Creating a meaningful life in the sciences
At MIT, she has found an increasingly warm welcome for her efforts to address the climate challenge.
“There’s been a shift in the past decade or so, with more students focused on research that allows us to fuel the planet without destroying it,” she says.
In Drennan’s lab, a postdoc, Mary Andorfer, and a rising junior, Phoebe Li, are currently working to inhibit an enzyme present in an oil-consuming microbe whose unfortunate residence in refinery pipes leads to erosion and spills. “They are really excited about this research from the environmental perspective and even made a video about their microorganism,” says Drennan.
Drennan delights in this kind of enthusiasm for science. In high school, she thought chemistry was dry and dull, with no relevance to real-world problems. It wasn’t until college that she “saw chemistry as cool.”
The deeper she delved into the properties and processes of biological organisms, the more possibilities she found. X-ray crystallography offered a perfect platform for exploration. “Oh, what fun to tell the story about a three-dimensional structure — why it is interesting, what it does based on its form,” says Drennan.
The elements that excite Drennan about research in structural biology — capturing stunning images, discerning connections among biological systems, and telling stories — come into play in her teaching. In 2006, she received a $1 million grant from the Howard Hughes Medical Institute (HHMI) for her educational initiatives that use inventive visual tools to engage undergraduates in chemistry and biology. She is both an HHMI investigator and an HHMI professor, recognition of her parallel accomplishments in research and teaching, as well as a 2015 MacVicar Faculty Fellow for her sustained contribution to the education of undergraduates at MIT.
Drennan attempts to reach MIT students early. She taught introductory chemistry classes from 1999 to 2014, and in fall 2018 taught her first introductory biology class.

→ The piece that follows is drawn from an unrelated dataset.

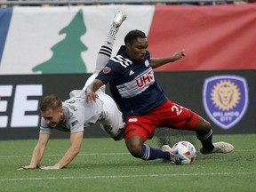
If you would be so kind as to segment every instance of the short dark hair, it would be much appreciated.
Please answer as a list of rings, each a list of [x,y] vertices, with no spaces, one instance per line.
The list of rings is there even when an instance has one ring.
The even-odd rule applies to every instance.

“I see a lot of undergraduates majoring in computer science, and I want to convince them of the value of these disciplines,” she says. “I tell them they will need chemistry and biology fundamentals to solve important problems someday.”
Drennan happily migrates among many disciplines, learning as she goes. It’s a lesson she hopes her students will absorb. “I want them to visualize the world of science and show what they can do,” she says. “Research takes you in different directions, and we need to bring the way we teach more in line with our research.”
She has high expectations for her students. “They’ll go out in the world as great teachers and researchers,” Drennan says. “But it’s most important that they be good human beings, taking care of other people, asking what they can do to make the world a better place.”
This article appears in the Spring 2019 issue of Energy Futures, the magazine of the MIT Energy Initiative.